Try putting yourself into the body of the 20 year old first-time expectant mother who I did a trial for in St. Cloud a couple years ago. At an early checkup with the doctor on her pregnancy, a colposcopy procedure was recommended. The cervix is coated with a 4% acidic solution, and certain infections will appear when viewed with a colposcope by the doctor. The doctor, the hospital lab and the registered nurse screwed up, and they coated her with 100% acidic acid! They continued with the procedure through her crying and begging them to stop, thinking she was just a hypersensitive type. Then they sent her home, telling her to soak in the tub if her “sensitivity” continued. The jury in Stearns County saw the photographs of the permanent scarring in her pelvic area, and where the acid drained down onto her buttocks, photos that her grandmother insisted be taken a few days after the ordeal. The jury in conservative Stearns County rendered a verdict of $400,000. People like Representative Michelle Bachman, whose district this young lady lived in, are essentially saying that they knows better, and people like young mothers should be limited to $250,000.

Insurance and other large corporations, along with such politicians, have propagandized the claim that big verdicts are the cause of skyrocketing health care costs. This false claim has been debunked by a number of studies. One is Falling Claims and Rising Premiums in the Medical Malpractice Insurance Industry, released by a coalition of national consumer groups and commissioned by the Center for Justice & Democracy. It finds that over the last five years, “doctors have been unnecessarily price-gouged for several years as insurance industry surpluses have ballooned to unprecedented levels. AIG, under investigation by state and federal authorities for its business practices, and HCI, a subsidiary of HCA, the largest for-profit hospital chain, are among the worst offenders.”  The attorney general of Missouri announced: “There is no excuse for malpractice insurers doubling their rates while claims payments decrease.”   

Not only would caps on damages be cruel to the most badly harmed by malpractice, they simply don’t lower premiums for doctors.  The October, 2008 issue of the Medical Liability Monitor (a medical-insurance journal), showed that the average premium for Minnesota’s internists, general surgeons and OB/GYN specialists is the second lowest among all the states.  Similar doctors in California, which has had a $250,000 medical liability cap for years, pay over three times the premium a Minnesota doctor pays.  Texas also has a $250,000 cap, and its doctors pay over 4 times what a Minnesota doctor pays in malpractice premiums.  Minnesota has no cap on damages, preferring to let a jury of citizens decide. Get the picture?   

What about a true medical malpractice crisis, the malpractice itself?
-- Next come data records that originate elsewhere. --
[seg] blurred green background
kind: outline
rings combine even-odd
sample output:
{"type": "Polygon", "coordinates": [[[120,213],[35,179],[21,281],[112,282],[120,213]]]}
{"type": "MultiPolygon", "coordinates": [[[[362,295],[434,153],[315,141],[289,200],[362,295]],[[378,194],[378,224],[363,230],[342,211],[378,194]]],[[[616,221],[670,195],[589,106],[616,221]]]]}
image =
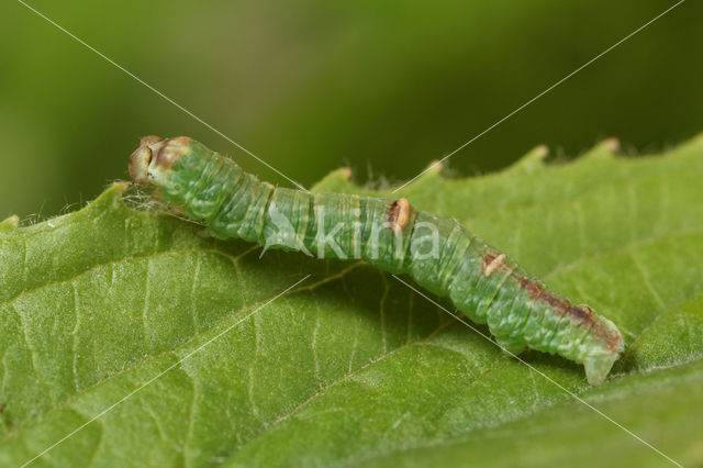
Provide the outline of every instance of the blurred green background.
{"type": "MultiPolygon", "coordinates": [[[[290,186],[13,0],[0,7],[0,218],[127,178],[144,134],[191,135],[290,186]]],[[[30,4],[291,178],[401,181],[674,1],[101,1],[30,4]]],[[[476,175],[537,144],[631,153],[703,131],[703,4],[683,2],[451,157],[476,175]]]]}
A study done in 2000 by the Harvard Medical School and The Institute of Health found that medical errors have killed up to 98,000 people a year in America. The health professionals recommended specific steps to end this crisis. The Veterans Administration has led the way in instituting such systems, from computerizing prescriptions for accuracy, to using bar code wrist band systems to make sure the right patient gets that amputation, or gets that specific drug in the correct amount. Procedures to stop the epidemic of deadly hospital infections is another overdue change. Pitifully few American hospitals and clinics have followed.  Let’s do true reform and slash the malpractice itself.

At its heart, so-called tort “reform” is really about wrongdoers escaping accountability.  It is about gutting a key constitutional right of American citizens. The Seventh Amendment of the United States Constitution guarantees the right to a jury trial to any citizen who is done wrong by another. Along with the lawyer contingency fee that sprang from it, it is the key to the courthouse door of justice for everyday citizens who are wronged by the powerful. Limits on damages and other so-called “reforms” are simply efforts to gut this key constitutional right.

 If “We, the people” don’t stop them, you, or someone you love, will inevitably feel the injustice.